The object in question? A severed hand that makes people around it mad and violent, filled with the urge to hurt, bite, and rend. Of course, the government is involved; it’s all a part of a potentially world-breaking conspiracy. Once the action hits the ground running, it never stops. The story is as propulsive as possible.
Fever House is structured around multiple point-of-view characters and the narrative switches off between them as the plot moves forward. I like multi-POV books, and I think Rosson has done a stellar job of making each character multidimensional and intriguing.
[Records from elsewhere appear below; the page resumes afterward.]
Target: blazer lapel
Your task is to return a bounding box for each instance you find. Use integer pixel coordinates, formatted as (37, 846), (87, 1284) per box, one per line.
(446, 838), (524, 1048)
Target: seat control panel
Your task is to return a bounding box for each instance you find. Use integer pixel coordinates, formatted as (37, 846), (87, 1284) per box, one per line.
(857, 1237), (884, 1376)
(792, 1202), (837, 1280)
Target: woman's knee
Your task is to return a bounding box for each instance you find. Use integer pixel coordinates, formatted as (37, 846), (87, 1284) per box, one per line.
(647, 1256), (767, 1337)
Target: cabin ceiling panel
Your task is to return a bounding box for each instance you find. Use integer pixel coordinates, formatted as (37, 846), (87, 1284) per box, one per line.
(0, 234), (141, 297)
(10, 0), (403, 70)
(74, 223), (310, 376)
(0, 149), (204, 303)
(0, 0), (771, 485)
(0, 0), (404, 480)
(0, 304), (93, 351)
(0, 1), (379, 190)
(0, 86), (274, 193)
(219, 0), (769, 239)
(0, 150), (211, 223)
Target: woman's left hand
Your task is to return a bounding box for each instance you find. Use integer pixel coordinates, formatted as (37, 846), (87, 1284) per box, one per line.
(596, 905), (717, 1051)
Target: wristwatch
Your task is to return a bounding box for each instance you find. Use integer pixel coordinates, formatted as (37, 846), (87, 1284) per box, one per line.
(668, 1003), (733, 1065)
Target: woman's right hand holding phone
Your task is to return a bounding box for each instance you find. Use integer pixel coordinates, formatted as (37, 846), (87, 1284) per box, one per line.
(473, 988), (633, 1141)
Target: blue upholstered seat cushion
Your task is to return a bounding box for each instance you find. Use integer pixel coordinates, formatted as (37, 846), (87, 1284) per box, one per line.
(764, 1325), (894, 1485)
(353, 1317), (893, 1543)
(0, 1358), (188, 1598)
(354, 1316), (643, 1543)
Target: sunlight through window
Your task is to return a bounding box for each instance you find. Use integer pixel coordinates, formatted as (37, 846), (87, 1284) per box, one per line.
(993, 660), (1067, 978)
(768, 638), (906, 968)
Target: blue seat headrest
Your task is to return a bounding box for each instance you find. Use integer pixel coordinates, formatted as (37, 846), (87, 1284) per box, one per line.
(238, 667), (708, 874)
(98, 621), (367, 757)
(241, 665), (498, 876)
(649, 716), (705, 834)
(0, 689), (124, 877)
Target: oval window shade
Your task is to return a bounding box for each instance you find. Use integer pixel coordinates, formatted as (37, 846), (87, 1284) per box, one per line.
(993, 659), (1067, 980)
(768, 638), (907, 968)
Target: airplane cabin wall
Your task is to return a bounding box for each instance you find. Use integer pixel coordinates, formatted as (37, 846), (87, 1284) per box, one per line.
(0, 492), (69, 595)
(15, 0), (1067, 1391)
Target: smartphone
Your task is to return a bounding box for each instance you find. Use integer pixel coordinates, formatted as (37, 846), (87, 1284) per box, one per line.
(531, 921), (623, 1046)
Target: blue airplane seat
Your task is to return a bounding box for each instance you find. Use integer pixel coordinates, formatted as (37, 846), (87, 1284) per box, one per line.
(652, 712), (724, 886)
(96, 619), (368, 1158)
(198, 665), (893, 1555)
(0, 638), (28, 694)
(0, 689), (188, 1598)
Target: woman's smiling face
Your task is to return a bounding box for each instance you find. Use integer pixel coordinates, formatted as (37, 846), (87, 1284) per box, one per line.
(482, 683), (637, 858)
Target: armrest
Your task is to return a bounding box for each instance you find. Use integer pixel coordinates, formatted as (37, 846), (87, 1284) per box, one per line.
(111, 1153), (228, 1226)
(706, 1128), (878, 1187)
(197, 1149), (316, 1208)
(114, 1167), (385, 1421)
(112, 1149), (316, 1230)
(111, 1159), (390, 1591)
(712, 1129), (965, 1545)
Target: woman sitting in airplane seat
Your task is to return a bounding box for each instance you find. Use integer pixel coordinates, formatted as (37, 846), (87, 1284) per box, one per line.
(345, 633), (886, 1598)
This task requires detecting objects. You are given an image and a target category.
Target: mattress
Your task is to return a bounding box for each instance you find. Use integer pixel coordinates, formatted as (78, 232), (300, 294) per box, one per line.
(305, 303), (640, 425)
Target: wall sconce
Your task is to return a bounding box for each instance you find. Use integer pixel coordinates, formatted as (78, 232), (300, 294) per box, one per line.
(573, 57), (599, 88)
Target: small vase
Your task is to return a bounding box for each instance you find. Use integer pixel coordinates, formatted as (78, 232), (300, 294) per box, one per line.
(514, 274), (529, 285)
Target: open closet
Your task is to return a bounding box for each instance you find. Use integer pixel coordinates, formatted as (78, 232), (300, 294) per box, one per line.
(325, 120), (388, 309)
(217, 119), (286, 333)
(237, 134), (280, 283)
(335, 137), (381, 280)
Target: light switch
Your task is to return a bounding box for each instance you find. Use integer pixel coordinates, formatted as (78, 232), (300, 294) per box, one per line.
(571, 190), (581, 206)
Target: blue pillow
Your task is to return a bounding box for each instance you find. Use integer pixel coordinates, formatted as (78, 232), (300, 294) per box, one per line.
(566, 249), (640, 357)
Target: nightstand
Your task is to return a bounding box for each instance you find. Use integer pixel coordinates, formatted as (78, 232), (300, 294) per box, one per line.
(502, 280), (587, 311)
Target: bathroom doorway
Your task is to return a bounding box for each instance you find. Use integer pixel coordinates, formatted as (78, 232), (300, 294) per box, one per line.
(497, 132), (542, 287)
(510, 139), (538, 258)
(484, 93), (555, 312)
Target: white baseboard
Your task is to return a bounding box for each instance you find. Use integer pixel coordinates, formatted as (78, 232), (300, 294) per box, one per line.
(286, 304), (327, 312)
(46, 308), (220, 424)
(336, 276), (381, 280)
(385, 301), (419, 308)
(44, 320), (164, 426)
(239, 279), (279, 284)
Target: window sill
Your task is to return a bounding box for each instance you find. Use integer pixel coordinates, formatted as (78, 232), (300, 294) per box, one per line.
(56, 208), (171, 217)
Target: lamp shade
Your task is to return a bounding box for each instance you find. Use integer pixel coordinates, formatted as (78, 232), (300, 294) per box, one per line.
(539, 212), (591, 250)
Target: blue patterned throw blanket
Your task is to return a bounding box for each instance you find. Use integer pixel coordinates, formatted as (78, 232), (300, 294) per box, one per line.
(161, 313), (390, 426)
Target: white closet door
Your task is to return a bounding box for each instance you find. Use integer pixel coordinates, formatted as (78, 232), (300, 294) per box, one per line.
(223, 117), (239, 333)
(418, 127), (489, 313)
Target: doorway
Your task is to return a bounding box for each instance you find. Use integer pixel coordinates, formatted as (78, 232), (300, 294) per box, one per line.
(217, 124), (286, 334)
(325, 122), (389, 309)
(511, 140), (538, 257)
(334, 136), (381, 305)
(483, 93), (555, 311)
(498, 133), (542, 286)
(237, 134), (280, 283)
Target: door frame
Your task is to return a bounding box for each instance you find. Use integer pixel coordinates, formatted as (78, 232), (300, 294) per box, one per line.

Other than showing various perspectives, it allows the book to move fast – it has a fresh sense of mobility and non-stop action.
Anyway, as the hand changes hands (:P), we meet new characters, learn about their backstories, and see them run for their lives. Those include a disgraced undercover agent, a mutilated angel, a hyper-ambitious field agent, a former rock star, and more. If this makes you wonder if it’s not overstuffed with characters, it isn’t. Not in my opinion.
The action is kinetic and moves fast, and each vignette builds on the previous one and allows to create a full picture of the apocalyptic scenario. One element I need to mention and that I loved to bits included interstitial material such as top-secret memos and transcripts from interviews with Saint Michael that provide insight into the powerful forces at play.
Additional points for the way Rosson handles family drama and relations balancing them with kinetic action, splatterpunk elements, and grit. A word of caution: the explosive, somewhat rushed climax suddenly stops and the story ends on a cliffhanger. The good news is the sequel is written (I think) and scheduled to hit the shelves in 2024.
Fever House is a kinetic horror with cinematic scope and pacing, excellent characterization, and top-tier writing. It’s a wild, brutal ride, and it gets my highest recommendation.